Hi,
I am working on a project where I have the following data pipeline:
Twitter → Tweepy API (Stream) → Kafka → Spark (Real-Time Sentiment Analysis) → MongoDB → Tableau
I was able to get tweets stream using Tweepy into Kafka Producer and from Producer into Kafka Consumer. I then used data stream in Kafka Consumer as the data source, I created a “Streaming Data Frame” in Spark (PySpark) , performed real-time pre-processing & sentiment analysis, the resultant “Streaming Data Frame” needs to go into MongoDB, this is where the problem lies.
I am able to write “static” PySpark Data Frame into MongoDB, but not the streaming Data Frame.
Details are below:
mongo_conn = "mongodb+srv://<username>:<password>@cluster0.afic7p0.mongodb.net/?retryWrites=true&w=majority"
conf = SparkConf()
# Download mongo-spark-connector and its dependencies.
conf.set("spark.jars.packages","org.mongodb.spark:mongo-spark-connector:10.0.5")
conf.set("spark.jars.packages","org.apache.spark:spark-sql-kafka-0-10_2.12:3.3.1")
# Set up read connection :
conf.set("spark.mongodb.read.connection.uri", mongo_conn)
conf.set("spark.mongodb.read.database", "mySecondDataBase")
conf.set("spark.mongodb.read.collection", "TwitterStreamv2")
# Set up write connection
conf.set("spark.mongodb.write.connection.uri", mongo_conn)
conf.set("spark.mongodb.write.database", "mySecondDataBase")
conf.set("spark.mongodb.write.collection", "TwitterStreamv2")
SparkContext.getOrCreate(conf=conf)
Reading Kafka Data Frame (Streaming)
df = spark \
.readStream \
.format("kafka") \
.option("kafka.bootstrap.servers", "localhost:9092") \
.option("startingOffsets", "earliest") \
.option("kafka.group.id", "group1") \
.option("subscribe", "twitter") \
.load()
Skipping Pre-Processing & Sentiment Analysis Code
Writing Data Stream to MongoDB
def write_row(batch_df , batch_id):
batch_df.write.format("mongodb").mode("append").save()
pass
sentiment_tweets.writeStream.foreachBatch(write_row).start().awaitTermination()
Where sentiment_tweets is the resultant Streaming Data Frame.

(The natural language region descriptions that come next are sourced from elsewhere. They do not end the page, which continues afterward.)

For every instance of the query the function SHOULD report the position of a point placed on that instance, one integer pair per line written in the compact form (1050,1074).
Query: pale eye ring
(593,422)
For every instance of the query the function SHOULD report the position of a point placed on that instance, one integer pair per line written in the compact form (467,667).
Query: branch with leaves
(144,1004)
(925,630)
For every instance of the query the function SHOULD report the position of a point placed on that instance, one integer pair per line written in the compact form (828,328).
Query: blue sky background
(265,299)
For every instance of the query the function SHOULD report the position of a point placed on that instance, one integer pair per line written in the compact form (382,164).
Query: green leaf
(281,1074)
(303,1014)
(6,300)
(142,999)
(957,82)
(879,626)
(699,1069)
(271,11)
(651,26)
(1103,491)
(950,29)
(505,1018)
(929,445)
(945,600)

The code above doesn’t work.
ERROR:py4j.clientserver:There was an exception while executing the Python Proxy on the Python Side.
Traceback (most recent call last):
File "/usr/local/lib/python3.7/dist-packages/py4j/clientserver.py", line 617, in _call_proxy
return_value = getattr(self.pool[obj_id], method)(*params)
File "/usr/local/lib/python3.7/dist-packages/pyspark/sql/utils.py", line 272, in call
raise e
File "/usr/local/lib/python3.7/dist-packages/pyspark/sql/utils.py", line 269, in call
self.func(DataFrame(jdf, self.session), batch_id)
File "<ipython-input-34-a3fa83af6c03>", line 2, in write_row
batch_df.write.format("mongodb").mode("append").save()
File "/usr/local/lib/python3.7/dist-packages/pyspark/sql/readwriter.py", line 966, in save
self._jwrite.save()
File "/usr/local/lib/python3.7/dist-packages/py4j/java_gateway.py", line 1322, in __call__
answer, self.gateway_client, self.target_id, self.name)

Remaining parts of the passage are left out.